Sectarian attack as tensions mount
Sectarian attack as tensions mount

A man has been left with a deep facial wound after being attacked while walking along the Oldpark Road in north Belfast.

One man got out and asked for directions but as he did so he struck the pedestrian with what is believed to be a glass, inflicting a deep wound to the victim’s face.

The attacker was then driven off in the car.

Sinn Féin representative for the Oldpark area Margaret McLenaghan said that nationalists needed to be “very careful”.

“There have been a few of these sectarian attacks in the past weeks in this part of the city. If it is a sectarian attack - and the talk is that it is - then it shows that nationalists in north Belfast need to be very careful because there are opportunists about here and they are going to jump out of a car and attack you if they think you are a Catholic.
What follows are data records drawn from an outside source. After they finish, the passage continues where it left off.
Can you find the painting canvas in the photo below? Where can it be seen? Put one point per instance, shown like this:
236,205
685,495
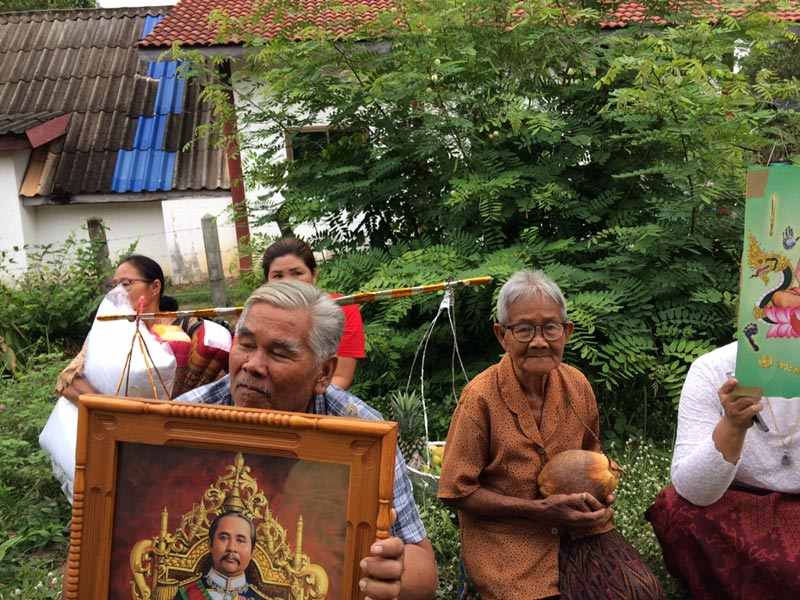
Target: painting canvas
152,476
769,305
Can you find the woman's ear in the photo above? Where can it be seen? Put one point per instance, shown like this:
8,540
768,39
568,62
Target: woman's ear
500,334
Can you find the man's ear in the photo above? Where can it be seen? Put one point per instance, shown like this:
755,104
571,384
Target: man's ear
500,334
325,374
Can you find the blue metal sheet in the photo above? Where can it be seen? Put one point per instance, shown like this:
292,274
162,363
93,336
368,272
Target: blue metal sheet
150,132
143,170
169,97
147,167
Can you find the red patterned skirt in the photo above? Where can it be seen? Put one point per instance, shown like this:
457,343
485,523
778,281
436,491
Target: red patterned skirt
746,545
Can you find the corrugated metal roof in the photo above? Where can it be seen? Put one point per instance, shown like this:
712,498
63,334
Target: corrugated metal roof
129,118
20,123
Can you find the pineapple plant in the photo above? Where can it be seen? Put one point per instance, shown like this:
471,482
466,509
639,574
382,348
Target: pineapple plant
407,410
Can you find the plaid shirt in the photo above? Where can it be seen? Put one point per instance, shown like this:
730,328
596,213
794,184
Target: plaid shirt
338,402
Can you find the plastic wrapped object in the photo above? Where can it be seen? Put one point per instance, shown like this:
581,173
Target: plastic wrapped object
108,368
110,343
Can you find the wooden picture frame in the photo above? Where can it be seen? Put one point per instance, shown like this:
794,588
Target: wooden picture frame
151,475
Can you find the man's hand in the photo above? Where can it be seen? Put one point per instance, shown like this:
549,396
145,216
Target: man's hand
395,570
383,569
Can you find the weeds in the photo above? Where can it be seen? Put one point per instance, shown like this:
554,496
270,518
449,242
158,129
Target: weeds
33,513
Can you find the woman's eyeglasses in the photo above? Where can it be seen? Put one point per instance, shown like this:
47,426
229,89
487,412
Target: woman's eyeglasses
127,282
525,332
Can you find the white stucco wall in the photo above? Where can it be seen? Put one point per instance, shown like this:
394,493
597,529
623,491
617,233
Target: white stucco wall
17,223
169,232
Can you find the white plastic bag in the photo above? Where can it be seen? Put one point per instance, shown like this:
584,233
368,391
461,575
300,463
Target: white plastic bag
106,355
107,351
59,440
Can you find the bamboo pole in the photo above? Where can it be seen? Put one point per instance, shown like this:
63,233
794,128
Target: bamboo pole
360,298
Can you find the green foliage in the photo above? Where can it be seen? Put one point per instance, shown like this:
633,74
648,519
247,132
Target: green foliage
477,138
646,473
21,5
50,303
441,524
33,512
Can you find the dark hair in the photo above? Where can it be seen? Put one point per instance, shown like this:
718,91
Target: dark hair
151,270
284,247
212,530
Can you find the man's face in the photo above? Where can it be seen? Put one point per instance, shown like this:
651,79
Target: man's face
232,546
271,364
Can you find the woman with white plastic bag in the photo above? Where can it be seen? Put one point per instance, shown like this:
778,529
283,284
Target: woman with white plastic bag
113,361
“People need to be careful at all times but they need to be especially careful coming up to this time of year. There was one attack recently in the Whitewell and one near the Waterworks last week,” she said.


There have been clashes over the erection of sectarian flags in many other areas across the North for the Protestant marching season.
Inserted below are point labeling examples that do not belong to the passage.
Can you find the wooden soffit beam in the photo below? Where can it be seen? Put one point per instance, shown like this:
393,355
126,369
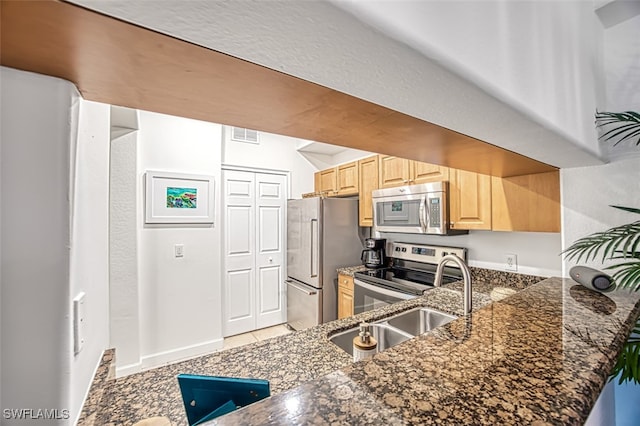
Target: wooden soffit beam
119,63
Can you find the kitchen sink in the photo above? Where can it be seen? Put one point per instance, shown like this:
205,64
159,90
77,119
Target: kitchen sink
397,329
419,321
385,335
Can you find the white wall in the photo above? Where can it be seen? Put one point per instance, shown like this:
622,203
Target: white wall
546,50
37,121
89,268
587,193
538,252
275,152
124,306
179,299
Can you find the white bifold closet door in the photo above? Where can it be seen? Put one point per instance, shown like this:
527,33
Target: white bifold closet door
254,252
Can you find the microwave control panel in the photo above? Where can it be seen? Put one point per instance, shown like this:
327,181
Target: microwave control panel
434,212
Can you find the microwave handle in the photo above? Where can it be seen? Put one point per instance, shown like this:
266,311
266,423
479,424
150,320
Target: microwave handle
422,214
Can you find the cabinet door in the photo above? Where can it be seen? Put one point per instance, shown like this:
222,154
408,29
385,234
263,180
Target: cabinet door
394,171
425,172
345,296
470,200
328,181
368,181
347,179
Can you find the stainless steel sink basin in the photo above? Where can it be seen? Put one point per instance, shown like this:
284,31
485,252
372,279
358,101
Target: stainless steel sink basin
392,331
419,321
385,335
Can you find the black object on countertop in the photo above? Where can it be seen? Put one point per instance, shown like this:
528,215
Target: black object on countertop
592,279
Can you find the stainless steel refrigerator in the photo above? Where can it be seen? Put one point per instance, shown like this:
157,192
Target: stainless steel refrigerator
322,235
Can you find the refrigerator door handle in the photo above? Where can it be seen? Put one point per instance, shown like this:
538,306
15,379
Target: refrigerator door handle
301,288
314,248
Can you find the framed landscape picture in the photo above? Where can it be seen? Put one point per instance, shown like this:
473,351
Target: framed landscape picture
178,198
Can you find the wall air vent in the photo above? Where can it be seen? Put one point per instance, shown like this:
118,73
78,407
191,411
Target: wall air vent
239,134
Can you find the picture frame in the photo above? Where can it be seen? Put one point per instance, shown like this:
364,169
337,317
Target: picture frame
178,198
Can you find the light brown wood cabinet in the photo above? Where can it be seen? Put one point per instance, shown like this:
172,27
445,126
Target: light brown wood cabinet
347,179
345,296
368,169
469,200
420,172
529,203
526,203
393,171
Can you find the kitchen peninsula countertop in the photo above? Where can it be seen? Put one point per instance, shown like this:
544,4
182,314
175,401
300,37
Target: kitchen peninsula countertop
539,356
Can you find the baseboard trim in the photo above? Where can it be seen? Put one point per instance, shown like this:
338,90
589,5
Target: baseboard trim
128,369
180,354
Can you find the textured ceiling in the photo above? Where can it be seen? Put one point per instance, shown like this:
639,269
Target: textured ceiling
318,42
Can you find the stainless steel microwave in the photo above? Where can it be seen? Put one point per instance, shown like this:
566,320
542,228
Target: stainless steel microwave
414,209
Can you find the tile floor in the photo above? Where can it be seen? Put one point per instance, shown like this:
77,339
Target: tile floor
254,336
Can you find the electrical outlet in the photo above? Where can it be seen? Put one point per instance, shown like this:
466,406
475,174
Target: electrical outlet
511,262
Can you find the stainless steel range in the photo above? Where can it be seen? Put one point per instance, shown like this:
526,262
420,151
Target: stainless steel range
412,271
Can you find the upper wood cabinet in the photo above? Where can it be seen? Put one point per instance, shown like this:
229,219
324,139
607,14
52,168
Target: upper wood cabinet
368,169
469,200
526,203
327,181
420,172
347,179
393,171
476,201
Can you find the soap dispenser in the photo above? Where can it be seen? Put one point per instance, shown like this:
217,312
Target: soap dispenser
364,344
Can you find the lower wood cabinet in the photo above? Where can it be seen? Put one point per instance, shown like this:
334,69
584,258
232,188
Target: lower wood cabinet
345,296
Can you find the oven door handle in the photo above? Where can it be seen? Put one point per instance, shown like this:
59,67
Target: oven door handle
422,215
381,290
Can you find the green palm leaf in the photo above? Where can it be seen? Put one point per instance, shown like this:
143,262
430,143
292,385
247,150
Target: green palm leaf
627,125
627,275
628,361
623,239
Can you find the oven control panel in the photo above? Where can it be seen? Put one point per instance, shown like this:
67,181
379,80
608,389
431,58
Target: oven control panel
424,253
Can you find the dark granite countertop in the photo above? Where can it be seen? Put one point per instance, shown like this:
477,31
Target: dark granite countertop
539,356
349,270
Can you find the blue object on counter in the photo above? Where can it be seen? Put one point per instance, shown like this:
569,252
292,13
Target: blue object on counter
207,397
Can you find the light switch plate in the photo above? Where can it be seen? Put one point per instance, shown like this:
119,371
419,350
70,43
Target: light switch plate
78,322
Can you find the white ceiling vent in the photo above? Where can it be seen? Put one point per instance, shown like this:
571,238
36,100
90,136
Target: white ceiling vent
244,135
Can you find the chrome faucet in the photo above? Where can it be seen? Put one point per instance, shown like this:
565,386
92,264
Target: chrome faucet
466,277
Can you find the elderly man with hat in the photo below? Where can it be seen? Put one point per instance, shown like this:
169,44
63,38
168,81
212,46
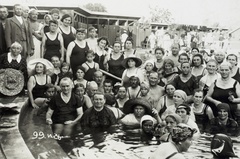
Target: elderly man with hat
179,97
135,109
132,65
222,147
223,123
97,118
184,110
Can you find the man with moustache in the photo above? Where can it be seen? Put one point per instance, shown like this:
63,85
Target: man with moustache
18,30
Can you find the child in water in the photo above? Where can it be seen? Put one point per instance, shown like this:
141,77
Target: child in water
147,128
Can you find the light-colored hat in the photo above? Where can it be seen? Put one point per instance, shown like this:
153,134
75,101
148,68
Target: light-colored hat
11,81
222,146
145,118
129,105
181,93
32,63
136,59
148,61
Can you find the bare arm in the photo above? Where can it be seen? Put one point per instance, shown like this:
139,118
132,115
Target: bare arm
49,116
210,113
124,73
43,49
236,100
96,66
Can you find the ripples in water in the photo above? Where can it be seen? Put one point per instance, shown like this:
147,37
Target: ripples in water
127,144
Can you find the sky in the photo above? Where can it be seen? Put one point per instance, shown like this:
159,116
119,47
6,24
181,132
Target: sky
225,12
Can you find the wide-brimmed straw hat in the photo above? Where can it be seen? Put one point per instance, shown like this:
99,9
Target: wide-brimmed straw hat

A Catholic priest was told by police he could be prosecuted for ‘theft’ after he removed Union Jacks from outside his parochial house.

Fr Eugene Boland described the police advice as “laughable” after loyalists in Omagh abused him for taking down the flags in a mixed area.
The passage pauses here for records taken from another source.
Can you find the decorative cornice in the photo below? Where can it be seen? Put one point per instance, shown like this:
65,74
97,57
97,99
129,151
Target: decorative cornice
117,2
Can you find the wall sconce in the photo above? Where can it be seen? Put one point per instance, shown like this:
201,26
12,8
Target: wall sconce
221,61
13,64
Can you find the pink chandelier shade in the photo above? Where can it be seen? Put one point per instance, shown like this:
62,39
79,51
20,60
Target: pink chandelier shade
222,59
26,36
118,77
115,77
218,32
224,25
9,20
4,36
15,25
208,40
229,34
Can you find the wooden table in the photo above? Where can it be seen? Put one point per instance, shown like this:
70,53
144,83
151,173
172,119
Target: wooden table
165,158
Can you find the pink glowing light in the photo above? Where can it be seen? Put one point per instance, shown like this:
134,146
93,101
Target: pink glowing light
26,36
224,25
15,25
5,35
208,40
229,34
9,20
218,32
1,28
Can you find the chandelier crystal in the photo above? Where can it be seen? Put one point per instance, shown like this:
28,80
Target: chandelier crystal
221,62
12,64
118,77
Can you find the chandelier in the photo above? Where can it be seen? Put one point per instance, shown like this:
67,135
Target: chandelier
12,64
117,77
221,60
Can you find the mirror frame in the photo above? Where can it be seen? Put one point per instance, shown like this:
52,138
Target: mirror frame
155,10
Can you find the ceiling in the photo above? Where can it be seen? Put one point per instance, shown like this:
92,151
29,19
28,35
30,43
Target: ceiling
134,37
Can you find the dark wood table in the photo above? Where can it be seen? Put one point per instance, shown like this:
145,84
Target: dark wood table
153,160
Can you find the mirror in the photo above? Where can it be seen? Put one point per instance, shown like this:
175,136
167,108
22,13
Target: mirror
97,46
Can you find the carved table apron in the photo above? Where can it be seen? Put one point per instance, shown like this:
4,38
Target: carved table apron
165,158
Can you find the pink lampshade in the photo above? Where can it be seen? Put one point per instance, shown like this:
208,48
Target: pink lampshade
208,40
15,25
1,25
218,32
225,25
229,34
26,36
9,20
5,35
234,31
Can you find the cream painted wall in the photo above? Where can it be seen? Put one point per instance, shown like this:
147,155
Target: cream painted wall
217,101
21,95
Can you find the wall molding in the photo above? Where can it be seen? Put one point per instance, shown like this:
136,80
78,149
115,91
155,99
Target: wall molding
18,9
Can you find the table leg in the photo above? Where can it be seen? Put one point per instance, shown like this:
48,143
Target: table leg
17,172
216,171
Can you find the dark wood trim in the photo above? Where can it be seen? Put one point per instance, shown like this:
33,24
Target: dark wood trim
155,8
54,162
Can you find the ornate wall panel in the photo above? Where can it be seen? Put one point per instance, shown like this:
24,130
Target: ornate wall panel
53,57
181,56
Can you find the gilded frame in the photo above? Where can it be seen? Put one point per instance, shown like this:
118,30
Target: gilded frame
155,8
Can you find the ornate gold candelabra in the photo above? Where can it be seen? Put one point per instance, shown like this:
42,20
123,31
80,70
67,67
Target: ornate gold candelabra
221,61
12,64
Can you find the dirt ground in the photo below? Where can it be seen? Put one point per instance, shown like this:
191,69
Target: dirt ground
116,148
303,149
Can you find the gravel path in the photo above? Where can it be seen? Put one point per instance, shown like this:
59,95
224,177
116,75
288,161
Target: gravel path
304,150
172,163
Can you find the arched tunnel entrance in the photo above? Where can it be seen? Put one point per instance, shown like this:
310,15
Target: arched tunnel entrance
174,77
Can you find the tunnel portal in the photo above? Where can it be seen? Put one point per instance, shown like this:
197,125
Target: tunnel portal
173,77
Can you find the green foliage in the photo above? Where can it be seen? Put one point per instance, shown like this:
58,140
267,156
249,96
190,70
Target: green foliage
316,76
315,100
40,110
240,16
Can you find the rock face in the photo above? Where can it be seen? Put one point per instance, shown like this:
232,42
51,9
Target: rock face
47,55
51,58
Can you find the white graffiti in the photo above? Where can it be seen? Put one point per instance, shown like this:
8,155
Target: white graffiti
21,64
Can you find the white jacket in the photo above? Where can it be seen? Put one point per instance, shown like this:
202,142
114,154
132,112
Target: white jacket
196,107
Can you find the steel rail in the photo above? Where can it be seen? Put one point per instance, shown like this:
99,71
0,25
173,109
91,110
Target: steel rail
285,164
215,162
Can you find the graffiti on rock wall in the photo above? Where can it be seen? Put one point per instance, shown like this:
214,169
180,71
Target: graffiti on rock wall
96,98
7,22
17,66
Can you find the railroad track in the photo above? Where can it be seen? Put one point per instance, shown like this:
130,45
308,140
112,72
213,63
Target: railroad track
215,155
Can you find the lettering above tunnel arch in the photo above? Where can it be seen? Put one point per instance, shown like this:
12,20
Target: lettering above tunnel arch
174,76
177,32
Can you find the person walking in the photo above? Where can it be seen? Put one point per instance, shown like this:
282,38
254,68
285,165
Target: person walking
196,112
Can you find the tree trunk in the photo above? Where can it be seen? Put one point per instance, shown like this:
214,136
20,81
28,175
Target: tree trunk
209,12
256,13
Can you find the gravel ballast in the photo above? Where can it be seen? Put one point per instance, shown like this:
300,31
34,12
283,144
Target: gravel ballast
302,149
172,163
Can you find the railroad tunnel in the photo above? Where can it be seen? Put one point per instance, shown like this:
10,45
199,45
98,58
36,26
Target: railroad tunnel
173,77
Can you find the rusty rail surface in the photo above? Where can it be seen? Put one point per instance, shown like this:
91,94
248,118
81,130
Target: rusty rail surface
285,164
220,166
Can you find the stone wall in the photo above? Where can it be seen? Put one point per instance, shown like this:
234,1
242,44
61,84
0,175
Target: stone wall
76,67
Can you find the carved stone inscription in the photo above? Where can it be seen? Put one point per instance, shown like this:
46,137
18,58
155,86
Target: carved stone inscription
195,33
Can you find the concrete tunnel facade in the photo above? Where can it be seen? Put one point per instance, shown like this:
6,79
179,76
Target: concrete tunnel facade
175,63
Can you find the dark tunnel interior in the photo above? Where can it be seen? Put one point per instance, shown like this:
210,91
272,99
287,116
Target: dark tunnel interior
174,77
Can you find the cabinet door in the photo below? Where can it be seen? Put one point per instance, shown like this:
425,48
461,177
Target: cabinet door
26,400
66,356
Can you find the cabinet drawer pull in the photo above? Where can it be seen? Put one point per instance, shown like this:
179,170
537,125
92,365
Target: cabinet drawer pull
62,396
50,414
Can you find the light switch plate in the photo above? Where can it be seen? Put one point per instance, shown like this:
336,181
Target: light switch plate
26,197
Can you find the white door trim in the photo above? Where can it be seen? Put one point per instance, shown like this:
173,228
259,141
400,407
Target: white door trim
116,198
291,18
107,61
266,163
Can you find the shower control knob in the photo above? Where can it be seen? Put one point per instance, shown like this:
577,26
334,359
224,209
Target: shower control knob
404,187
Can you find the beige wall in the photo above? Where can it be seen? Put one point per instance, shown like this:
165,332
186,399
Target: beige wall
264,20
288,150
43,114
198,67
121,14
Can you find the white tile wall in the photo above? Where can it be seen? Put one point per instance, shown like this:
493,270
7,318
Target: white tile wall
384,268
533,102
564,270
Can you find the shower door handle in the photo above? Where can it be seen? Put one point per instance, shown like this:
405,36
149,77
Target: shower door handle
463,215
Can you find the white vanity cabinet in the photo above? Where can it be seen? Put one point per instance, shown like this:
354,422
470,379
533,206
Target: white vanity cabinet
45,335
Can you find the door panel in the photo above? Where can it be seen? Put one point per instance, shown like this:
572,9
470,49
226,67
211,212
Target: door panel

“I should have said that I’ll see him in court then, but I just gave them back,” he said yesterday.

Sinn Féin councillor Sean Begley said: “We see the flags issue as an extension of parading through nationalist areas and it has the potential to boil over to create a serious situation.”

Meanwhile, business leaders in Portadown have been urged to remove flags erected in recent weeks, which nationalists say are an attempt to intimidate them away from the town.

The Garvaghy Road Residents Coalition (GRRC) called on the business community in Portadown to “show proper civic leadership and demand the removal of all these order to create a neutral atmosphere”.

In a statement the group said that over the last three days, the town has been bedecked with “union flags, ulster flags, and orange flags”.

“It is clear that a very deliberate, public atmosphere is being engendered by elements in this town which is designed to enforce the perception that members of the Catholic/nationalist community should feel both uncomfortable and unwelcome in Portadown,” the GRRC said.

Upper Bann MP David Simpson, who is an Orangeman, said: “I don’t know who put the flags up, but I assume that they will have respect for the flag and take them down again after the celebrations are over.”